Our central heating system was a wood-fired cook stove. Our water system was a well perhaps 20 feet from the house. Instead of kitchen cupboards with a built in sink, there was a wash stand holding a bucket of water (with a ladle floating in the bucket), and an enameled wash basin, and under it was the slop pail for dirty water and table scraps. The cupboard was a piece of furniture maybe 4 feet wide by 7 feet high. Meal preparation and most other work in the kitchen happened on the kitchen table. The cupboard was just for storing dishes, pots and pans and ingredients. There were no electric appliances. Someone from 100 years previous would be puzzled by the radio but everything else would be quite familiar. Actually there was another anomaly. About 1950 Dad bought Mom a gasoline powered wringer-washer.
Explosives were often used to remove stubborn stumps. I don't know where Dad got the blasting cap and the fuse but he decided to show us what effect a blasting cap would have on a tin can. He waited until we were all safely on the other side of the slab fence, lit the fuse, and dropped it into a jam can, and ran the 20 feet to join us. The explosion ripped the can into tiny shreds. A valuable lesson was learned by all of us that day. If a tiny blasting cap could do that kind of damage, don't play with dynamite.
During the winter Dad would work in the lumber camps for wages. He used an axe and a Swede saw (a bow saw). He wore leather mitts with woolen liners. He must have been terribly cold. Pet also served as his skid horse to skid the logs to the pick-up point.
Dad's father William Andrew Buchanan, whom we called Pa, died the year before I started school. He lived in a shack behind the house of Jack and Tina, He had a blacksmith shop there, and I remember seeing him work there with glowing hot iron, pounding and shaping it with his hammer and anvil. Sometimes he would let me turn the bellows while he worked. He could even use his hammer and anvil to weld two pieces of iron together which seemed somewhat amazing. He was hospitalized for a stroke, and he was recovering well. When the nurse delivered his tray of food he was joking with her about going home the next day. When she returned to pick up his tray a little later, she found him dead. I can still remember a few details of his funeral in Wetaskiwin.
In my Grade One year, my parents boarded me with the Alfred Bensons, a childless couple in Breton for the winter. I remember spending Christmas with my family at the Green Squirrel Lumber Camp at Alder Flats. The camp was on the Walberg property, and was named after my brother Lloyd, who scampered around in his green parka.
When I was in Grade 2, Reg and I walked about 2 miles each way to catch the school van. This was nothing exceptional, as my parents and their parents also had walked to school.
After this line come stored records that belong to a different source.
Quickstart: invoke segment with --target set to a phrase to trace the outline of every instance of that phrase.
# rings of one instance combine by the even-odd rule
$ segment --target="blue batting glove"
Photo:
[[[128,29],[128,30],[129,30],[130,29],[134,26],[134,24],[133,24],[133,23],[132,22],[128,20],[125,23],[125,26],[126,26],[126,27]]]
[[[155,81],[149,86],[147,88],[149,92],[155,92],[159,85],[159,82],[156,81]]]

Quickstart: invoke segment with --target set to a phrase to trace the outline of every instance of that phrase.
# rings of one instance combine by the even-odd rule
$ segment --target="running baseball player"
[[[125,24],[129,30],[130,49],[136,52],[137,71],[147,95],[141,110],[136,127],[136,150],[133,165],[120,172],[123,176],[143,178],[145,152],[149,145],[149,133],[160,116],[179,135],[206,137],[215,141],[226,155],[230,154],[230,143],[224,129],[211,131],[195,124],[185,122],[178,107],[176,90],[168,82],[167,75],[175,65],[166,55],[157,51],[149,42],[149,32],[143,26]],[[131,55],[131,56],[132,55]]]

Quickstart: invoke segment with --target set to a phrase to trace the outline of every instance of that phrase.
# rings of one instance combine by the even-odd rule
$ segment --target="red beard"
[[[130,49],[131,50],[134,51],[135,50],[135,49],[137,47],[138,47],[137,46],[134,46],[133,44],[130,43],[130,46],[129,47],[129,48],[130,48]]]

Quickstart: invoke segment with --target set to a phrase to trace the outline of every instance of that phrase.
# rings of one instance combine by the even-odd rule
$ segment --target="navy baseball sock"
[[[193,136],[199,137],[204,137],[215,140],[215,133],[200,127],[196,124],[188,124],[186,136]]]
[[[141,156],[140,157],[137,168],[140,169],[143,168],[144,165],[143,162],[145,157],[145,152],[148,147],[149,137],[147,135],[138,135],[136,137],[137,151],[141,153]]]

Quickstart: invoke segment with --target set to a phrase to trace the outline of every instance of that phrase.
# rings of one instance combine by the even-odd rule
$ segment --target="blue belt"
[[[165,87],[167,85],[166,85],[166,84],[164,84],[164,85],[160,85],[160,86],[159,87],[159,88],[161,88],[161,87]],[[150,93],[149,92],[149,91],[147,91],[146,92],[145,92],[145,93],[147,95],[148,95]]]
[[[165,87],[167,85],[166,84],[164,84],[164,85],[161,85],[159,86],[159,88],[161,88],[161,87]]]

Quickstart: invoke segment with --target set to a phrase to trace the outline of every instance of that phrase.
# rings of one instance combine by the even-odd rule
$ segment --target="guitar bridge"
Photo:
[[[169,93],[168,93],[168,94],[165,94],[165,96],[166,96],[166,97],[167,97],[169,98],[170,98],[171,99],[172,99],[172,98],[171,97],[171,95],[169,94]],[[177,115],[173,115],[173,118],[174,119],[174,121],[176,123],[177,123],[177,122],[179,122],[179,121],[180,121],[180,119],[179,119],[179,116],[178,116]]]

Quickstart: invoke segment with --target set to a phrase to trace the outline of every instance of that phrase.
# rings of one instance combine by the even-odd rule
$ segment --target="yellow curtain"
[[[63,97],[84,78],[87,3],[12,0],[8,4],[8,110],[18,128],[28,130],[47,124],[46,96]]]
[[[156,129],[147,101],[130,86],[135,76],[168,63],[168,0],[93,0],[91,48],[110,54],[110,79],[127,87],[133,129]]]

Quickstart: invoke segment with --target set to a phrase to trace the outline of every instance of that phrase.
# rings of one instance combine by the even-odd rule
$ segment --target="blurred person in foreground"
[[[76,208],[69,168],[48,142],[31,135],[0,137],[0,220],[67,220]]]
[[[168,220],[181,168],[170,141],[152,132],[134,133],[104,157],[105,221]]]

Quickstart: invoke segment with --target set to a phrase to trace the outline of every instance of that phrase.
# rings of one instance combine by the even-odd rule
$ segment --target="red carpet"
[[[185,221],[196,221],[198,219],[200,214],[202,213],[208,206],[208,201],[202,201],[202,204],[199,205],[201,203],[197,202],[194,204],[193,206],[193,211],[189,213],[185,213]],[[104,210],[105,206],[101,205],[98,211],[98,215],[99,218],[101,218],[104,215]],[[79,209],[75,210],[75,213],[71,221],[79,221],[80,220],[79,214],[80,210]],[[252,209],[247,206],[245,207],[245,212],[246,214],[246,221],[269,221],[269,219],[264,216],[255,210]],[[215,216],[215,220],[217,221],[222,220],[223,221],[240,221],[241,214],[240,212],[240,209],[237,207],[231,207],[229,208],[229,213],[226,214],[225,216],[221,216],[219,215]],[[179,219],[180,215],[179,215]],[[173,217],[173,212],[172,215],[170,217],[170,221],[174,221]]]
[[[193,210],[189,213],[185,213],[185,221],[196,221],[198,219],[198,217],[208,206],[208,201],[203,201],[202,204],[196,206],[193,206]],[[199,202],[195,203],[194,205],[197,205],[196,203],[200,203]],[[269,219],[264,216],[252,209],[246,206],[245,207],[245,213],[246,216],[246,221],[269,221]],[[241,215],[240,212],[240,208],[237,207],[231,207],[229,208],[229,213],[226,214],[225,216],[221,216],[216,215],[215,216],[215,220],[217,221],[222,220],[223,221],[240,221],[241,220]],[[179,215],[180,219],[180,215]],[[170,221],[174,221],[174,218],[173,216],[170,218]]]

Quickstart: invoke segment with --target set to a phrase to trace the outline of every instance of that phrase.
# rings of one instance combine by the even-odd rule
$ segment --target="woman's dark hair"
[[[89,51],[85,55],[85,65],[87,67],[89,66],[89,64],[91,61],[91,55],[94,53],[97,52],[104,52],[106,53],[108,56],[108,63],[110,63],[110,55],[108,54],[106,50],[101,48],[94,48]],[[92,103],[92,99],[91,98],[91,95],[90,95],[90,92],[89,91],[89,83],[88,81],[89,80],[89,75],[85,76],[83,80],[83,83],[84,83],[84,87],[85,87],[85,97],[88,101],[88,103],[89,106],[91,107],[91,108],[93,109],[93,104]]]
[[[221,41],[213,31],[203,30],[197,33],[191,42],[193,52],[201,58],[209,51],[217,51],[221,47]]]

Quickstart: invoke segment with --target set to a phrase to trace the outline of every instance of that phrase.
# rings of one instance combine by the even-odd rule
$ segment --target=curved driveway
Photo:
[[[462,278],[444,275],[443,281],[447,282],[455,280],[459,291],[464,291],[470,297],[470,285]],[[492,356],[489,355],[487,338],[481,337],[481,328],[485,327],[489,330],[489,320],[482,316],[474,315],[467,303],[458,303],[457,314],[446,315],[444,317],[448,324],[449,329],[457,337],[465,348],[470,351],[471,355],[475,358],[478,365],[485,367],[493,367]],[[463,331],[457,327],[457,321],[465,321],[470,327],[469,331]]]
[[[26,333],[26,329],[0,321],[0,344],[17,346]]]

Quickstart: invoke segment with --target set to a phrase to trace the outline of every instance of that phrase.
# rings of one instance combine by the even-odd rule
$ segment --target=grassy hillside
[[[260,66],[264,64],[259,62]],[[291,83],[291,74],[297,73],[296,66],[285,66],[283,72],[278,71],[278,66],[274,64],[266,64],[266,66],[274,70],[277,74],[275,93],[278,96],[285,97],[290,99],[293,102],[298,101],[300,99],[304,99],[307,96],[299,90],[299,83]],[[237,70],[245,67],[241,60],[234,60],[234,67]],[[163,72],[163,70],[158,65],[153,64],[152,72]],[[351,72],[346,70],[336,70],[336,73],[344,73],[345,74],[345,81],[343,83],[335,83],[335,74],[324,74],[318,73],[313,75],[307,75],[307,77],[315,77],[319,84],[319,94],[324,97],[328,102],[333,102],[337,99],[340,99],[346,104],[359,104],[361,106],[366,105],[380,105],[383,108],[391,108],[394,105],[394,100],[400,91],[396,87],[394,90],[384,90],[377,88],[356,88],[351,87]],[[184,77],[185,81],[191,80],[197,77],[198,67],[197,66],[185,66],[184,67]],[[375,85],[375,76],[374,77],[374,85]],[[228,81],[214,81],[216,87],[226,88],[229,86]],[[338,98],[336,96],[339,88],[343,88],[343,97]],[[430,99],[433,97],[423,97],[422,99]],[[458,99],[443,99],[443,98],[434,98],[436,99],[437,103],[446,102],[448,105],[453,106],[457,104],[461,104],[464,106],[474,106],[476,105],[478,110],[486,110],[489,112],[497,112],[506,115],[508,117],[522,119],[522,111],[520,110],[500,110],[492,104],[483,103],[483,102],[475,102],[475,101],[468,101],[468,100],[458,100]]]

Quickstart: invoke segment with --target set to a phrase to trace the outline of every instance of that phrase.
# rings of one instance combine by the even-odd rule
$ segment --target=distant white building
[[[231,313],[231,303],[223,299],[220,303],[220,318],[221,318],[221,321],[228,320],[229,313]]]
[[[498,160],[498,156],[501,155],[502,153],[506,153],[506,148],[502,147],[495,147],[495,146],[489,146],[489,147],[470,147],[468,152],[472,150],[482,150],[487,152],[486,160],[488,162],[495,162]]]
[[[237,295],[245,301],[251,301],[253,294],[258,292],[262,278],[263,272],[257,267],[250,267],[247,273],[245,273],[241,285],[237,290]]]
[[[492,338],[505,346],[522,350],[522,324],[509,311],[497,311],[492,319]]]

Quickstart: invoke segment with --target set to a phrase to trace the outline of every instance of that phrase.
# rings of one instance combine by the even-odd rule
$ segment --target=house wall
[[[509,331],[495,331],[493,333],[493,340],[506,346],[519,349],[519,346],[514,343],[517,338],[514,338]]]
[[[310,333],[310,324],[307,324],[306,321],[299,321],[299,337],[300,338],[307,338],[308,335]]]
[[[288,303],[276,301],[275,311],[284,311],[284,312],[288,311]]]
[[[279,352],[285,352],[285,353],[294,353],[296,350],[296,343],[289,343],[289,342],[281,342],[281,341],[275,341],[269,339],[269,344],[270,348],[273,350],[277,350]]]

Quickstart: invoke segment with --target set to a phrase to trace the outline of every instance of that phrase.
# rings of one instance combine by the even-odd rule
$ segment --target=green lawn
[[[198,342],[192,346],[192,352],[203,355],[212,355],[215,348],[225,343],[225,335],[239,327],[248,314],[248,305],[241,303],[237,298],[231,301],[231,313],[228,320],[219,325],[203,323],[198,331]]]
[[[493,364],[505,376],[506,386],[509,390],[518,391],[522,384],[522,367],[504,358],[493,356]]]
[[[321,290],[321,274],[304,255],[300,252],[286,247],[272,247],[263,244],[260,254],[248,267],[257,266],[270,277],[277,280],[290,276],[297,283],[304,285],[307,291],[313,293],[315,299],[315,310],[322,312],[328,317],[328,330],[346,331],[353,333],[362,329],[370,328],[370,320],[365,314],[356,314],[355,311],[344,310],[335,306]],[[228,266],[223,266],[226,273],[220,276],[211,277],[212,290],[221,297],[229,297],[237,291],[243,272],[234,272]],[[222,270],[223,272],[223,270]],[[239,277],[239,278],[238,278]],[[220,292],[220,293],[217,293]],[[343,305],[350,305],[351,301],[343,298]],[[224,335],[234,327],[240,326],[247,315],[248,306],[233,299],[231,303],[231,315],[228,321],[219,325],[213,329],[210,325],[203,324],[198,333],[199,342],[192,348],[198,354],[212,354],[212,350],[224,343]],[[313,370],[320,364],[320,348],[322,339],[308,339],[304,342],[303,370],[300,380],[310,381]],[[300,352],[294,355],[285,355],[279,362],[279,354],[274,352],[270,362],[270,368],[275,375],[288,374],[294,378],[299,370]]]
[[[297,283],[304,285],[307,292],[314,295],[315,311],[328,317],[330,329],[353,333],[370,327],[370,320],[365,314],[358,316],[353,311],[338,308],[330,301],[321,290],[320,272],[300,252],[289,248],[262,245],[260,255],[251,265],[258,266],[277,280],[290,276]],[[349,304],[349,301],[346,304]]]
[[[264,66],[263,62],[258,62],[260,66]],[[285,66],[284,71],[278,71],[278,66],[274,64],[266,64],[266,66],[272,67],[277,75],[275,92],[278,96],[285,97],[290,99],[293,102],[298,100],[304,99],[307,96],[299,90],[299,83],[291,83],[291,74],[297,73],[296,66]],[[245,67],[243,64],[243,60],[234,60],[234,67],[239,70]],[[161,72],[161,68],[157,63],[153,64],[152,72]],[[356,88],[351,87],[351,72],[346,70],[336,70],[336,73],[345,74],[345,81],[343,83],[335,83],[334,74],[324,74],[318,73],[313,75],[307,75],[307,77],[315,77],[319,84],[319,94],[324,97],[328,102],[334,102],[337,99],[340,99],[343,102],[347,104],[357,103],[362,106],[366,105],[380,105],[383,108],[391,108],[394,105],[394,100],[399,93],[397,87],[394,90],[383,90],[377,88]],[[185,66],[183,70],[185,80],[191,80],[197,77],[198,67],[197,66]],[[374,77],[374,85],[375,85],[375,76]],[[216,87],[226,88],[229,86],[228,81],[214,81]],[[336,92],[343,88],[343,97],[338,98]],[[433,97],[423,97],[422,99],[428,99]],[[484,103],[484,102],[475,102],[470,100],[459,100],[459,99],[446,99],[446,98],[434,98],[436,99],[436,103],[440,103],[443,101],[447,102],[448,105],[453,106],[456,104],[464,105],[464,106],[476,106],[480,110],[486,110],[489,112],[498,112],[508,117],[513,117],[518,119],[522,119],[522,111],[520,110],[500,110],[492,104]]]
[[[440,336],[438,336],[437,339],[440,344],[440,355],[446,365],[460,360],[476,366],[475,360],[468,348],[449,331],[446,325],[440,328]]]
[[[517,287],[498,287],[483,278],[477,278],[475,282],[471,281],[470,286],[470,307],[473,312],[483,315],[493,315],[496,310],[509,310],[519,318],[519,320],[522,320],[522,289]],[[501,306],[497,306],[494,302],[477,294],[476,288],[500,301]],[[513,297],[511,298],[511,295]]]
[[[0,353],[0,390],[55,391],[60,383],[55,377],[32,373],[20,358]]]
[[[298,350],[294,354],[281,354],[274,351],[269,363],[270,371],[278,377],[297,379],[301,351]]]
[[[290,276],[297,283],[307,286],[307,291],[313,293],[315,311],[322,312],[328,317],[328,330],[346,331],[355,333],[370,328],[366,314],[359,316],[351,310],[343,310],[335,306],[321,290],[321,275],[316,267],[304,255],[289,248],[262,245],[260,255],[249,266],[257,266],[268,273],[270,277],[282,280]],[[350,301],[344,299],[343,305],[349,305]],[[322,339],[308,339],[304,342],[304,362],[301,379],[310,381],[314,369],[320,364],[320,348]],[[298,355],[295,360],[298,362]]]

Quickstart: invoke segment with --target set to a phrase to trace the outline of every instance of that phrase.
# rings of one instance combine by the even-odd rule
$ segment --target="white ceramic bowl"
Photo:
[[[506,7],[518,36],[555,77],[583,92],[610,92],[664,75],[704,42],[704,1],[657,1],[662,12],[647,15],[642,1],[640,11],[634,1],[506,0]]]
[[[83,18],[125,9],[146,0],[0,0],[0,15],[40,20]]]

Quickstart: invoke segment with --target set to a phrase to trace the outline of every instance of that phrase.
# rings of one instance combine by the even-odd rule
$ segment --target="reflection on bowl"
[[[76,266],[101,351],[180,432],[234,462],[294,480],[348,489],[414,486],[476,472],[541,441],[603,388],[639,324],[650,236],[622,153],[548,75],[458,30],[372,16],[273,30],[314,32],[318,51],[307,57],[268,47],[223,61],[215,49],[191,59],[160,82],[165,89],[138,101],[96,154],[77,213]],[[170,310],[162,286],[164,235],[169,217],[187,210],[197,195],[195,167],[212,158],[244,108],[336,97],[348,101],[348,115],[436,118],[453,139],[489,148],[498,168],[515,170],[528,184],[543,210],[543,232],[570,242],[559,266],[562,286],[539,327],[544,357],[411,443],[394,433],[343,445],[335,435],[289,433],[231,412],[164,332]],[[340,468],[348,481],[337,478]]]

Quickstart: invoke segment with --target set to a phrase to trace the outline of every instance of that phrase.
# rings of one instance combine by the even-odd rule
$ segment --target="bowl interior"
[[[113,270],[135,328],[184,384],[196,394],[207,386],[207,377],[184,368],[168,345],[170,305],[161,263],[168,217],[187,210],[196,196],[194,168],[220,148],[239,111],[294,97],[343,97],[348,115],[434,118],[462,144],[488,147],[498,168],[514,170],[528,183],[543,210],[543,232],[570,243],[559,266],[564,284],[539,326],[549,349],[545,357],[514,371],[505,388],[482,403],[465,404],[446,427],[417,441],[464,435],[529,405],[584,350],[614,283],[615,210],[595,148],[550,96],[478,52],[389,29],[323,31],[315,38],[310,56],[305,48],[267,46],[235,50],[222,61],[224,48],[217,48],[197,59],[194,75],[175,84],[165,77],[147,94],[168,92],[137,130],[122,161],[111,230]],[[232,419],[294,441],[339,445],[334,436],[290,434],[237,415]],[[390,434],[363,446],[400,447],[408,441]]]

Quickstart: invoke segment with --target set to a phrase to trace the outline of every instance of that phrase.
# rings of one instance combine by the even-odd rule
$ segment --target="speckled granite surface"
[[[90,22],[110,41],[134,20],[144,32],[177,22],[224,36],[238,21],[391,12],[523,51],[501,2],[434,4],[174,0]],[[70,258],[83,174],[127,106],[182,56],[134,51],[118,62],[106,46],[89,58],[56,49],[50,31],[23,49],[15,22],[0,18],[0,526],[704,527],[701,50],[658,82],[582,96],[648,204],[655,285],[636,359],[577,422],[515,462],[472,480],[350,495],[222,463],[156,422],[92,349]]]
On one occasion Reg and I decided that we would play hookey. Instead of walking all the way to Kubejko's corner, we played until we thought it was lunch time and ate our lunch and then played some more. We were surprised that our mother figured out that we had not spent the day at school, when we arrived back home about noon. It was hard to put one over on Mom! I believe it was later that winter that my parents rented a house in Breton, while the Halucza family lived in our house and looked after our animals for the winter. Mom and Dad gave them the calf they had raised.
The next year Jack found a job in Edmonton with Standard Iron Works, and he and Tina moved to Edmonton. We moved into the new house that Dad and Jack and their father had built on Jack's farm, the former Charlie Broughton place. Mom and Dad now had two farms to run.